Shortly before your article was published, the Food and Drug Administration approved licensure of the first pertussis booster vaccine for both adults and adolescents, Adacel.

In May, the Food and Drug Administration approved Boostrix for adolescents 10 to 18 years of age.

The FDA licensure of an adult pertussis vaccine comes not a minute too soon. Pertussis in adults is not uncommon.

A 2004 Centers for Disease Control and Prevention study reported that in cases where the source of the disease was identifiable, adults were responsible for more than half of pertussis cases in infants, with parents the source for 47% and grandparents for 8% of cases.

Pertussis in adults can lead to hospitalization and up to 10 days of missed work; in infants and young children, the toll can be fatal.

As your article points out, public health officials believe a vaccine for adults ultimately could mean the end of pertussis.

That is why it is important for physicians to encourage both their adult and adolescent patients without contraindications to get vaccinated against pertussis.
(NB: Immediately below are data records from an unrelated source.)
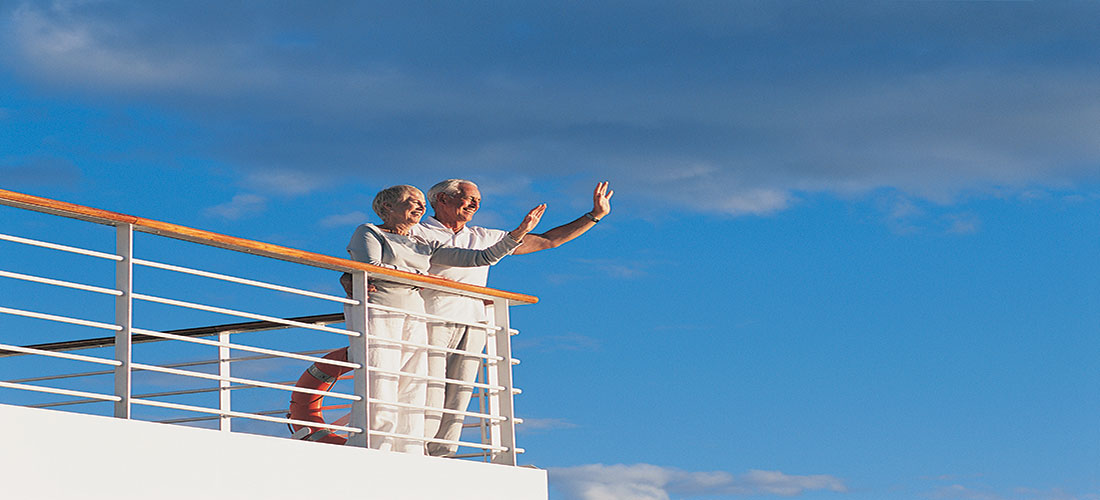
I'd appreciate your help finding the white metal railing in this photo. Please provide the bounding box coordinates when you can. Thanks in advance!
[0,190,537,465]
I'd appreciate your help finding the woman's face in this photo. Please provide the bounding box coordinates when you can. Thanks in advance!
[385,190,425,225]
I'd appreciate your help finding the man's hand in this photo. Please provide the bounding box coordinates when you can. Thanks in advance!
[508,203,547,242]
[592,180,615,219]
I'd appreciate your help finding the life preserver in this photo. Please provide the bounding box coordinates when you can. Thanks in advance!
[287,347,351,444]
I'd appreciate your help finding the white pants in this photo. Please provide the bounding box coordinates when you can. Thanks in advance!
[424,323,486,456]
[367,310,428,455]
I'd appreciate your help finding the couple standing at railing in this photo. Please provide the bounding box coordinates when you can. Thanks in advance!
[292,179,614,456]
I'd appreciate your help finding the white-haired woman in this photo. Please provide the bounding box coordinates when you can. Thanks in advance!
[348,186,546,454]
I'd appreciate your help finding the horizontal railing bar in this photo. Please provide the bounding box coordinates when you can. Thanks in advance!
[366,334,504,363]
[0,270,122,297]
[0,344,122,366]
[366,398,508,421]
[420,432,508,456]
[367,431,508,452]
[0,382,122,401]
[0,189,539,303]
[0,231,122,260]
[0,313,344,363]
[0,308,122,331]
[156,408,286,423]
[8,349,345,390]
[133,329,361,369]
[8,369,114,384]
[133,293,360,336]
[133,258,359,305]
[130,398,363,433]
[130,363,363,401]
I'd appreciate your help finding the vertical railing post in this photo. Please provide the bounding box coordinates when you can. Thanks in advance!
[114,223,134,419]
[218,332,233,432]
[344,270,371,447]
[485,298,516,465]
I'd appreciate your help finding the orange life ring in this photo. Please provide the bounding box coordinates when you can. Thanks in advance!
[287,347,351,444]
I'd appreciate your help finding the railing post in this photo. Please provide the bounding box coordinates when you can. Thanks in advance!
[344,270,371,447]
[218,332,233,432]
[485,298,516,465]
[114,223,134,419]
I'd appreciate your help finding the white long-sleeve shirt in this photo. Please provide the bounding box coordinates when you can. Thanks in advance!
[348,224,519,311]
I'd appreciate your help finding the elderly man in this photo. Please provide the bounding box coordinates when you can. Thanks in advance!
[410,179,615,456]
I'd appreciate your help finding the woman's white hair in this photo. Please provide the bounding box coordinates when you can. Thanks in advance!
[428,179,477,210]
[371,184,420,221]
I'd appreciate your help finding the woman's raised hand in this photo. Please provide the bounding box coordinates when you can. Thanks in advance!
[508,203,547,242]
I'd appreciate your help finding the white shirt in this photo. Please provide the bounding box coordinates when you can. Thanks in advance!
[409,216,508,322]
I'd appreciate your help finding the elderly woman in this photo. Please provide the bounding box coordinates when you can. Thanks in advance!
[348,186,546,454]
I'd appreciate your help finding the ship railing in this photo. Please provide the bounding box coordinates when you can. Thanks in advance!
[0,190,538,465]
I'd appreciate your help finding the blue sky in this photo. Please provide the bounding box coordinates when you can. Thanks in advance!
[0,1,1100,500]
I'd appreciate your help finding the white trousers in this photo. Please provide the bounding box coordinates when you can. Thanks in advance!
[424,323,486,456]
[345,310,428,455]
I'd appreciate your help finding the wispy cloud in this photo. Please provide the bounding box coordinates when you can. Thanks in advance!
[318,210,371,227]
[550,464,848,500]
[0,2,1100,217]
[513,332,601,353]
[0,156,83,187]
[204,193,267,221]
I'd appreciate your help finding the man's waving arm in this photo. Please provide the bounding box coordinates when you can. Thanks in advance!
[512,180,615,255]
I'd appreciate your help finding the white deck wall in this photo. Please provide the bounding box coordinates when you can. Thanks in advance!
[0,404,547,500]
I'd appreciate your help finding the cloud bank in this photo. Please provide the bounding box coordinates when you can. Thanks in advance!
[550,464,848,500]
[0,1,1100,214]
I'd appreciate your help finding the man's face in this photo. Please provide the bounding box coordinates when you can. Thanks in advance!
[437,184,481,223]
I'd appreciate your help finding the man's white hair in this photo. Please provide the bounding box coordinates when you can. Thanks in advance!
[371,184,420,218]
[428,179,477,210]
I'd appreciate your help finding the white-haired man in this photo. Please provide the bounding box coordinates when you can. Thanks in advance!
[410,179,615,456]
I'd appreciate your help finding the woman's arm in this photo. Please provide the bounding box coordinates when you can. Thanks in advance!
[348,224,398,269]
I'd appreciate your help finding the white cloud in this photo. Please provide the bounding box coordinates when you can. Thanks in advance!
[944,212,981,234]
[0,2,1100,215]
[0,156,84,186]
[550,464,848,500]
[318,210,371,227]
[513,332,600,353]
[204,193,267,221]
[244,169,328,196]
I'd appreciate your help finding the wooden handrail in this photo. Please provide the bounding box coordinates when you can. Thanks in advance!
[0,189,539,303]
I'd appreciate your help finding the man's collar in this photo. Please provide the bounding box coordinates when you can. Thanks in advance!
[420,215,470,234]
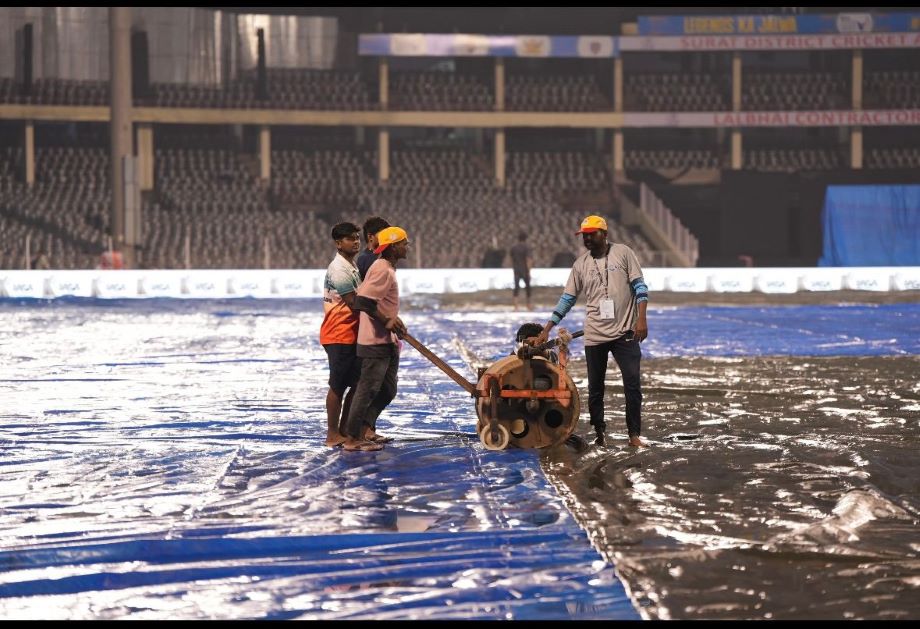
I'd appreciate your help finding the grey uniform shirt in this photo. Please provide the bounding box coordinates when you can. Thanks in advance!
[565,243,642,345]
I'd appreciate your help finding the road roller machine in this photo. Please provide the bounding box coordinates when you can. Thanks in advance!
[404,330,583,450]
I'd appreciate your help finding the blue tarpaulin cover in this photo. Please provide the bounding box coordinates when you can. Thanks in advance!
[818,186,920,266]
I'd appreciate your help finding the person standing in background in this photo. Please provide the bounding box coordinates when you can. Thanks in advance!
[319,223,361,447]
[511,231,533,310]
[355,216,390,282]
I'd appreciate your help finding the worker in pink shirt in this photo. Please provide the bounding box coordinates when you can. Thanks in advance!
[343,227,409,451]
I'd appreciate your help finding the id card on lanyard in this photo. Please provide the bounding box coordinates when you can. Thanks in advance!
[594,245,616,319]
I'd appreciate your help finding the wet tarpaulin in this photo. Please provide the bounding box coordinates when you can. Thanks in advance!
[0,300,639,619]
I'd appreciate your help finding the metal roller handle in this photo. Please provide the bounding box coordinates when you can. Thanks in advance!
[534,330,585,351]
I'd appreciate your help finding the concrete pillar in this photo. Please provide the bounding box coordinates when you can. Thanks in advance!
[495,57,505,111]
[377,129,390,181]
[732,129,742,170]
[850,127,863,170]
[24,120,35,188]
[137,123,154,191]
[379,57,390,110]
[109,7,135,268]
[850,50,863,169]
[613,129,626,173]
[495,129,505,188]
[853,50,863,110]
[259,125,272,183]
[732,50,741,111]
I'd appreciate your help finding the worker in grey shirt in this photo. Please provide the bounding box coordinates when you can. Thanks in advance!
[535,216,648,447]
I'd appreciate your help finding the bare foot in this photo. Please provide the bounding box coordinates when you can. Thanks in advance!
[364,428,393,443]
[342,437,383,452]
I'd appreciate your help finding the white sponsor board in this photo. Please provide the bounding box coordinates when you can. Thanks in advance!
[799,268,843,291]
[47,271,96,297]
[95,271,144,299]
[843,267,895,291]
[3,271,49,299]
[0,266,920,301]
[444,270,496,293]
[753,269,800,293]
[709,268,754,293]
[642,268,670,293]
[141,271,186,297]
[891,267,920,290]
[664,269,709,293]
[272,269,326,299]
[183,271,231,299]
[396,269,447,295]
[578,35,614,57]
[230,271,272,297]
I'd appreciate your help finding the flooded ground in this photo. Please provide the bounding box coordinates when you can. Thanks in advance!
[0,289,920,619]
[543,356,920,619]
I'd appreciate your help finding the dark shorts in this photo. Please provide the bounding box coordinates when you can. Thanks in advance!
[323,343,361,395]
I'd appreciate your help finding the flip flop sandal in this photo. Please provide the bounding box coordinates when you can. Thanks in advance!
[342,441,383,452]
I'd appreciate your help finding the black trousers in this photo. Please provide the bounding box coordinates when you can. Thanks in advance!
[585,334,642,437]
[345,343,399,439]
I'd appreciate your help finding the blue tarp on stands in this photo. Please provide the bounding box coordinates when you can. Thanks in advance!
[818,186,920,266]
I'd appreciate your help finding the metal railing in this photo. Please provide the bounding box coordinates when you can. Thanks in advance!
[639,183,700,266]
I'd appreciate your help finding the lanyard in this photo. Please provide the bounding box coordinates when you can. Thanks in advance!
[591,244,610,299]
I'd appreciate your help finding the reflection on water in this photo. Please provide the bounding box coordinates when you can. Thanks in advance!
[0,300,638,620]
[543,356,920,619]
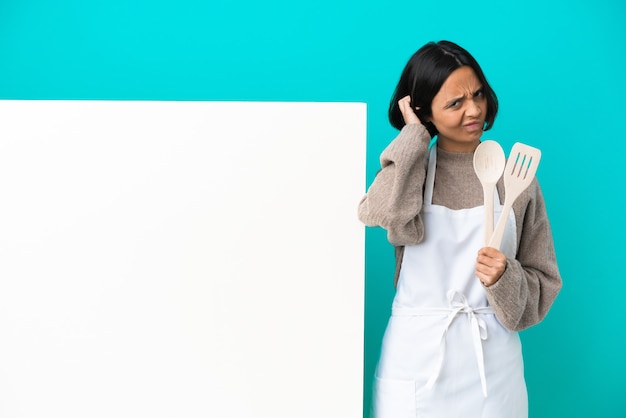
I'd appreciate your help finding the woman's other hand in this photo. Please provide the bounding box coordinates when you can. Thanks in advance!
[476,247,506,287]
[398,96,422,125]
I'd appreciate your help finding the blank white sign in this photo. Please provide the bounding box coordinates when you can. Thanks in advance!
[0,101,366,418]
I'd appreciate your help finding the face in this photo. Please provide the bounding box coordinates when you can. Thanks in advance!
[430,66,487,152]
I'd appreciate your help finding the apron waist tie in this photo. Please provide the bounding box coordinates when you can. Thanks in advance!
[393,290,494,397]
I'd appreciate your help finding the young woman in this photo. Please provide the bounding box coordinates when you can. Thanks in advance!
[359,41,561,418]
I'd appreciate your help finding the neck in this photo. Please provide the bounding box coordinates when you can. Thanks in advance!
[437,138,480,153]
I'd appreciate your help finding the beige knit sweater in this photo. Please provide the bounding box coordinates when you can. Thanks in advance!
[359,124,562,331]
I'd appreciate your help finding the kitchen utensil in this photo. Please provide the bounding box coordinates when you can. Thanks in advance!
[474,140,506,245]
[489,142,541,249]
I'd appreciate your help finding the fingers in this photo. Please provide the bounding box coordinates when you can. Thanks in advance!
[476,247,506,286]
[398,96,421,125]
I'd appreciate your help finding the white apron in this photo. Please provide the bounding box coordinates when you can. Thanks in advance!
[373,145,528,418]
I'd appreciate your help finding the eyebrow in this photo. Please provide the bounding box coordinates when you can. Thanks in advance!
[446,86,485,106]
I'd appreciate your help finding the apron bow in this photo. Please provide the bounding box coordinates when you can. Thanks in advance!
[426,290,492,397]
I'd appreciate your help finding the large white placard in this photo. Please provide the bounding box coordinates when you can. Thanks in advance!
[0,101,366,418]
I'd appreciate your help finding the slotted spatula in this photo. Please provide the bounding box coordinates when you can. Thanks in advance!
[489,142,541,250]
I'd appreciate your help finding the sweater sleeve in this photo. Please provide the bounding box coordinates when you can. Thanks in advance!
[359,124,430,246]
[485,179,562,331]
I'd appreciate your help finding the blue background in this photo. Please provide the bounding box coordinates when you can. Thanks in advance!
[0,0,626,418]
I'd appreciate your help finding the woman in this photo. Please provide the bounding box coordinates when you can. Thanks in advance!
[359,41,561,418]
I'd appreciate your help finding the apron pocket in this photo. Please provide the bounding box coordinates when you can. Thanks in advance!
[372,377,416,418]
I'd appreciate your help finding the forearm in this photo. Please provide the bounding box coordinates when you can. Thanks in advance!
[486,185,562,331]
[359,125,430,245]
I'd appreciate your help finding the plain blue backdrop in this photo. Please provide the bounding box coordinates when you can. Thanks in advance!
[0,0,626,418]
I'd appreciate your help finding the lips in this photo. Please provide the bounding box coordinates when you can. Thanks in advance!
[463,122,483,132]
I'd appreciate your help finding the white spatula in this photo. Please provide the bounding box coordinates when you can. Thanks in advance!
[474,140,506,245]
[489,142,541,250]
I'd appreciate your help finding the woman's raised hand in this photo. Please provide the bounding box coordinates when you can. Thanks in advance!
[398,96,422,125]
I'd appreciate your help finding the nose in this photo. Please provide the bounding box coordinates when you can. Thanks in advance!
[465,100,483,116]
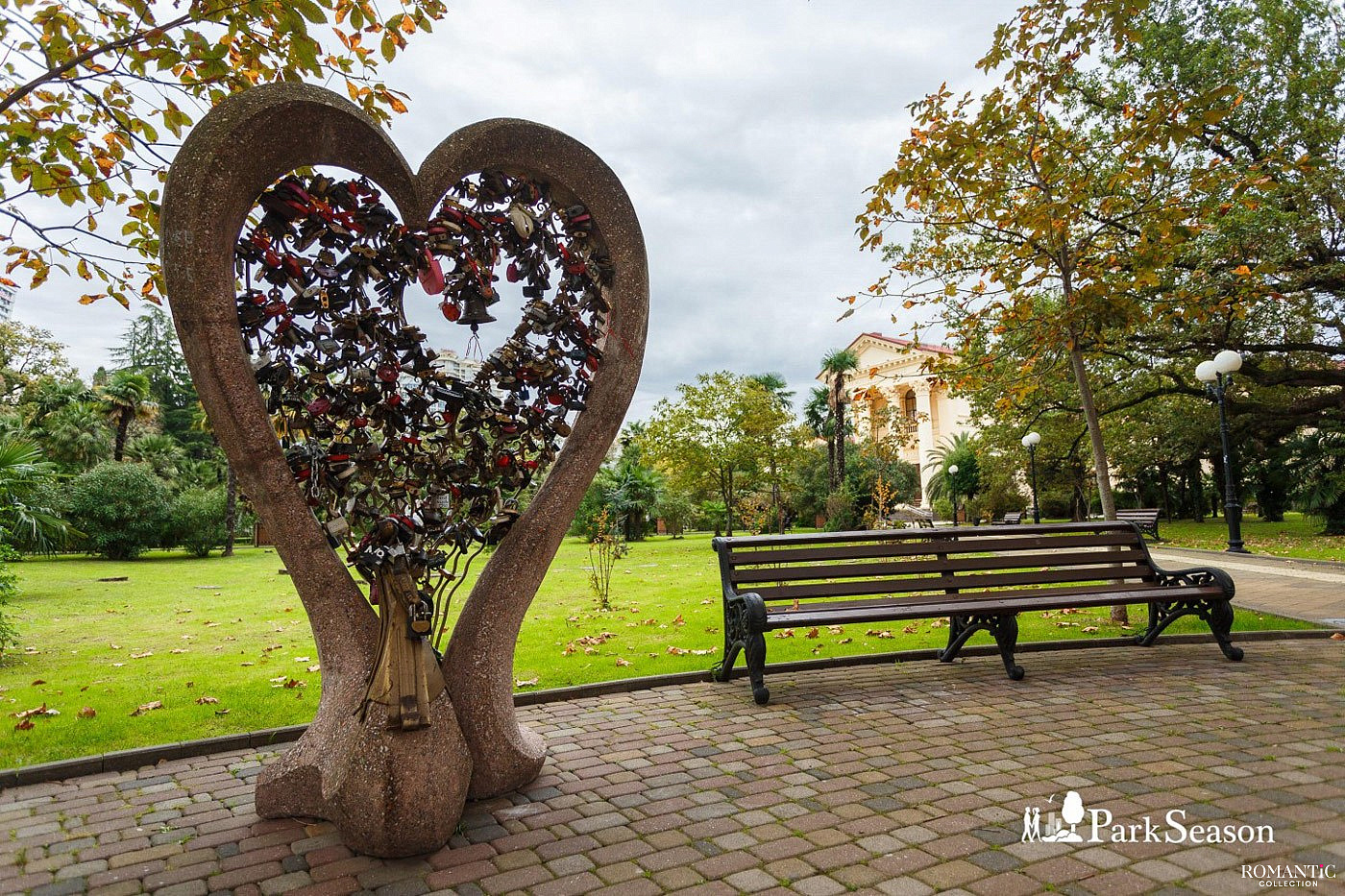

Health care workers, child care workers and parents should be among the first adults to receive the new booster vaccine, as they most commonly come into contact with vulnerable infants and young children. But it is also important that adults and teenagers protect themselves from this disease.

Through proper notice and timely action by physicians and other members of the medical community, we may hope to break the cycle of pertussis transmission and reverse the trend of this growing public health crisis.

Donald M. Poretz, MD, president, National Foundation for Infectious Diseases, Annandale, Va.